Welltower Inc. (WELL) Q1 2023 Earnings Call Transcript
Prepared Remarks
Questions and Answers
Call Participants
Prepared Remarks:
Operator
Good morning, ladies and gentlemen. Welcome to the Welltower First Quarter 2023 Earnings Release Conference Call and Webcast. At this time, all participants are in a listen-only mode and please be advised that this call is being recorded. After the speakers' prepared remarks, there will be a question-and-answer session. [Operator Instructions]
And at this time, I would like to turn the call over to Matt McQueen, General Counsel. Please go ahead, sir.
Matt McQueen
Thank you, and good morning. As a reminder, certain statements made during this call may be deemed forward-looking statements in the meaning of the Private Securities Litigation Reform Act. Although Welltower believes any forward-looking statements are based on reasonable assumptions, the Company can give no assurances that its projected results will be attained. Factors that could cause actual results to differ materially from those in the forward-looking statements are detailed in the Company's filings with the SEC.
And with that, I'll hand the call over to Shankh for his remarks.
Shankh Mitra
Thank you, Matt, and good morning, everyone. I'll review our first quarter results and describe high-level business trends and our capital allocation priorities. John will provide an update on the performance of a senior housing operating and outpatient medical portfolio. Tim will walk you through triple-net businesses, balance sheet highlights and revised guidance. Nikhil is also on the call to answer questions.
We're pleased to report another strong quarter with results that exceeded our expectations. Our strong performance was once again driven by outsized growth in our senior housing operating portfolio. We generated 23.4% same-store NOI growth, with both revenue and expense trends continue to move in the right direction. In fact, we produced our fifth consecutive quarter of double-digit organic revenue growth on the back of strong pricing power and occupancy build, with each coming slightly better than expected. But perhaps equally, if not more encouraging, is the margin expansion story, which has been driven by a significant improvement on the cost side. While we generated strong revenue growth in 2020, these gains were largely offset by pressure across the expense tax, which ultimately resulted a lost year in terms of partial growth.

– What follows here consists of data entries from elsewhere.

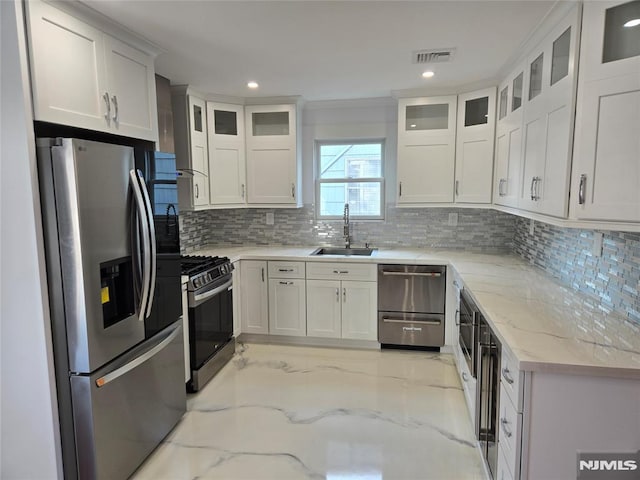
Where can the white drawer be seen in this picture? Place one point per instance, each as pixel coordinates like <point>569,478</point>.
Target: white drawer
<point>503,470</point>
<point>510,428</point>
<point>341,271</point>
<point>511,378</point>
<point>286,269</point>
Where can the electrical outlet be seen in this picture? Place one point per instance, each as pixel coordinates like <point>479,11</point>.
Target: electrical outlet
<point>596,249</point>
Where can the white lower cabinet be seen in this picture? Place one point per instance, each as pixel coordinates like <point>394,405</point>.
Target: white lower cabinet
<point>342,301</point>
<point>254,297</point>
<point>324,309</point>
<point>287,307</point>
<point>359,310</point>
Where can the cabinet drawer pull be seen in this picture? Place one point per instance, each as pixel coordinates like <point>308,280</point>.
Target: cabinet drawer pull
<point>582,189</point>
<point>503,424</point>
<point>506,374</point>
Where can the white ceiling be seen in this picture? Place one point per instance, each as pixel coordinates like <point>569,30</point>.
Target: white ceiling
<point>325,50</point>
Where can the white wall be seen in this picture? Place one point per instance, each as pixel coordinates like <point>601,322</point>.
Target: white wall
<point>373,118</point>
<point>29,444</point>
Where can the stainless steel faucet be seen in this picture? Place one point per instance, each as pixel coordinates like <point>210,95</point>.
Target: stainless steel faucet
<point>345,230</point>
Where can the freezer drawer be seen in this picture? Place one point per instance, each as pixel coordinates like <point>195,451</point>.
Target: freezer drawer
<point>125,409</point>
<point>415,329</point>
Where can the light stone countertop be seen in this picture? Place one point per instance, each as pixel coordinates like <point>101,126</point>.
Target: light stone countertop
<point>546,326</point>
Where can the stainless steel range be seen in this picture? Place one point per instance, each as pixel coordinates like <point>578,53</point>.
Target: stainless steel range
<point>210,293</point>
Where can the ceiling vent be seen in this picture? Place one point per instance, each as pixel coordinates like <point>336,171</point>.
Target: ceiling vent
<point>438,55</point>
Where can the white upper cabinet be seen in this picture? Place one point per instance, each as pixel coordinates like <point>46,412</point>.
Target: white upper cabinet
<point>273,170</point>
<point>192,158</point>
<point>130,75</point>
<point>508,151</point>
<point>474,146</point>
<point>227,161</point>
<point>426,149</point>
<point>85,78</point>
<point>548,119</point>
<point>606,171</point>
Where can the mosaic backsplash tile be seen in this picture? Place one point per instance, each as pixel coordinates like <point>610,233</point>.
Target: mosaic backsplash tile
<point>477,229</point>
<point>611,280</point>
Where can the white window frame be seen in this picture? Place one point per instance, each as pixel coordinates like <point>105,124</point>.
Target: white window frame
<point>380,180</point>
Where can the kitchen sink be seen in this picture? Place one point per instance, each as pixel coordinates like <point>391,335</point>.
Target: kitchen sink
<point>343,251</point>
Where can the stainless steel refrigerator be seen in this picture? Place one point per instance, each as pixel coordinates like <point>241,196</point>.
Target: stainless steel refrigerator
<point>119,361</point>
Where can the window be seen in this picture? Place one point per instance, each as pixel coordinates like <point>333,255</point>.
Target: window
<point>350,172</point>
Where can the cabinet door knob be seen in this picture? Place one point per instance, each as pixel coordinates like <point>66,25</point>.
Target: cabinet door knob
<point>503,423</point>
<point>582,190</point>
<point>506,374</point>
<point>114,100</point>
<point>533,182</point>
<point>107,101</point>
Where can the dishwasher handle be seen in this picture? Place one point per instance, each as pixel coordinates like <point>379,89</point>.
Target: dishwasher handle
<point>411,274</point>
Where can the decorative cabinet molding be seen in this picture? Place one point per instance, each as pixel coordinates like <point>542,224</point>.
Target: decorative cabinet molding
<point>90,79</point>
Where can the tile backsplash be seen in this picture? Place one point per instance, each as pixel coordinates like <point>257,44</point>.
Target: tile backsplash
<point>476,229</point>
<point>612,280</point>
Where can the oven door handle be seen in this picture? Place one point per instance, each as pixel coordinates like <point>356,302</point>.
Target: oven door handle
<point>203,297</point>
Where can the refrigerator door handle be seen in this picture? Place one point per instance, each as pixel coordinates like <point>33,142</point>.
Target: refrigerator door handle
<point>152,236</point>
<point>146,248</point>
<point>118,372</point>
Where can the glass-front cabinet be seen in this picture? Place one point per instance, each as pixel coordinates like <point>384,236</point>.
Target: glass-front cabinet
<point>272,150</point>
<point>606,170</point>
<point>426,150</point>
<point>227,159</point>
<point>474,146</point>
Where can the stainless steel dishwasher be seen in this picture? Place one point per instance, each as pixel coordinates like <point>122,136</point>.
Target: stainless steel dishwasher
<point>411,303</point>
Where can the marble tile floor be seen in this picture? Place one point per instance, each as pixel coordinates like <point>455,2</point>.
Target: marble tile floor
<point>285,412</point>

We are delighted by the progress made on various expense items, but particularly pleased by the sharp decline in agency labor or temporary staffing across the portfolio. Over the past few quarters, we have noted the headway our operating partners have made in net hiring, as JL employment rates have been weakening. This has ultimately translated into a meaningful reduction of prohibitively expensive temporary staffing, which -- with cost declining over 50% versus the first quarter of last year. Though we still have a long way to go to eradicate this problem which we largely attribute to committee leadership challenges, we believe that this trend along with strong pricing power will continue to be a tailwind for further margin expansion.